AllenNLP is an Apache 2.0 NLP research library, built on PyTorch, for developing state-of-the-art deep learning models on a wide variety of linguistic tasks.
AllenNLP is designed to support researchers who want to build novel language understanding models quickly and easily. It is built on top of PyTorch, allowing for dynamic computation graphs, and provides (1) a flexible data API that handles intelligent batching and padding, (2) highlevel abstractions for common operations in working with text, and (3) a modular and extensible experiment framework that makes doing good science easy.
It also includes reference implementations of high quality approaches for both core semantic problems (e.g. semantic role labeling (Palmer et al., 2005)) and language understanding applications (e.g. machine comprehension (Rajpurkar et al., 2016)).
AllenNLP is an ongoing open-source effort maintained by engineers and researchers at the Allen Institute for Artificial Intelligence. AllenNLP requires Python 3.6.1 or later.

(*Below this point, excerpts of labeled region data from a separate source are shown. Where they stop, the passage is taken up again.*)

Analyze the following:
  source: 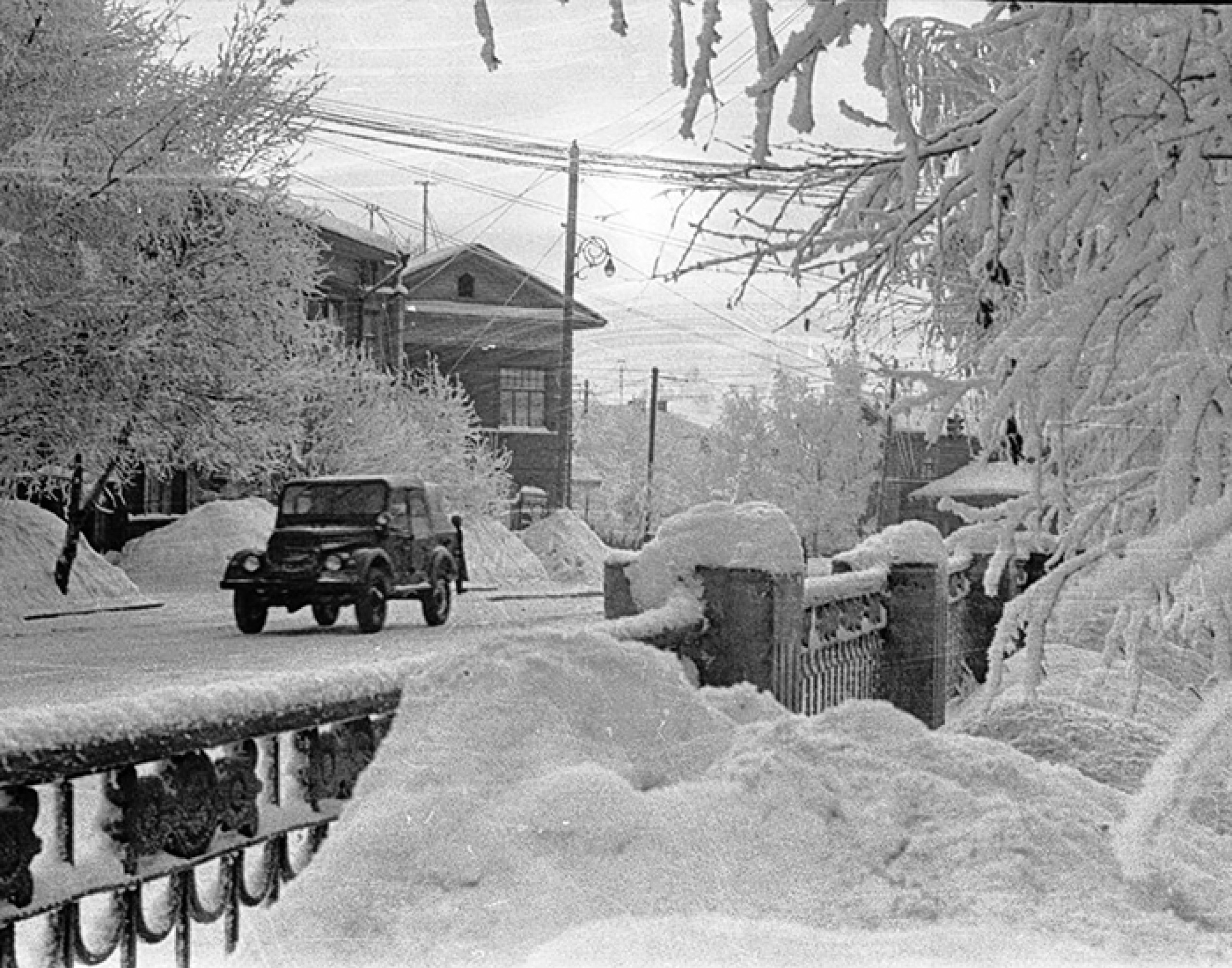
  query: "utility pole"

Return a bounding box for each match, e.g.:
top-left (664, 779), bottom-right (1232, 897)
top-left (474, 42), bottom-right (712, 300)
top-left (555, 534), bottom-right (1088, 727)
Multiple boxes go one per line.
top-left (415, 181), bottom-right (432, 251)
top-left (556, 141), bottom-right (580, 508)
top-left (642, 366), bottom-right (659, 540)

AllenNLP was designed with the following principles:
- Hyper-modular and lightweight. Use the parts which you like seamlessly with PyTorch.
- Extensively tested and easy to extend. Test coverage is above 90% and the example models provide a template for contributions.
- Take padding and masking seriously, making it easy to implement correct models without the pain.
- Experiment friendly. Run reproducible experiments from a json specification with comprehensive logging.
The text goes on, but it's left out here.